To schedule a one-to-one talk with the artist on Friday, Jan 18 or Saturday, January 19 please call 610-683-6440.

Speaker @ SciViz NYC on November 16th, 2018

Date: Friday November, 16, 2018
Event Time: 8:30 a.m. until 4:30 p.m.
Presentation Time: 9:45 – 10:15 a.m.
Presentation: Emotive Pathways: internal and external connections in sculptural form
Location: Davis Auditorium, Icahn School of Medicine at Mount Sinai
Sponsored by: Mount Sinai, Scientific American, S.P.A.R.K., Association of Medical Illustrators
Visit the SciViz NYC’s website for more information.

Talk Summary:
The forms and concepts in my work bridge art and science by exploring scientific advances that increase our understanding of psychological and neurological landscapes, including the nature of memory, brain physiology, neurobiology, and the mechanics of sensory experiences.

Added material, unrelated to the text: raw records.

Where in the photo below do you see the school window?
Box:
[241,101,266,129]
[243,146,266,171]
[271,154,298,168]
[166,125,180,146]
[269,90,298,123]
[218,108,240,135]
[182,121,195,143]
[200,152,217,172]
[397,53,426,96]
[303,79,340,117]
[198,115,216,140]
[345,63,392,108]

This talk will focus on the inspiration and realization of the Our Memories project, currently on view in Thomas Paine Park in downtown Manhattan as part of the NYC Parks’ Art in the Parks program. The presentation will also include the public’s response as captured in film documentaries and social media.

Our Memories is informed by the nature of neurons and dendrites and investigates how our brains react to experiences and how memory functions. The work manifests as an audience participatory outdoor installation of translucent sculptures that contain cavities for participants to place color-coded memory stones. The sculptures take on the colors of the collective memories and come to life as they store more memories.

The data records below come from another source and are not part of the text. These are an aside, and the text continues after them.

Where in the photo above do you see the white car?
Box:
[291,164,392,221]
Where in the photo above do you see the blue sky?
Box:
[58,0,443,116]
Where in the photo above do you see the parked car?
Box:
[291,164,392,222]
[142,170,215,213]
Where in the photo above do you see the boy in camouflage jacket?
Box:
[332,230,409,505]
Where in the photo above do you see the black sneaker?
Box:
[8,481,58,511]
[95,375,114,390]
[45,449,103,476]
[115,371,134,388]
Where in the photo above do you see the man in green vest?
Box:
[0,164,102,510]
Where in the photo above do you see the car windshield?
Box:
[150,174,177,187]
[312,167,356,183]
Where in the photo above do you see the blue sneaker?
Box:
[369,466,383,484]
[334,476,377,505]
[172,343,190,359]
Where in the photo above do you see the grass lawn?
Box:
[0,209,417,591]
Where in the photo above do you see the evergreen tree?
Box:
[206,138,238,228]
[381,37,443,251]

The memory stones are classified into six emotions based on Plutchik’s color wheel: love, anger, fear, surprise, joy and sadness. Participants transform the sculptures by recalling a powerful memory and then depositing the memory stone in a sculpture. This action is intended to visually incite viewers to consider the concept of the interior self, particularly how our experiences and memories are encoded and stored. This active act of recollection not only stirs up personal memories, it also physiologically generates a new, shared memory. Our Memories is both a collective memorial installation, made complete by thousands of individual memories, and an experience that connects us to our core and to one another.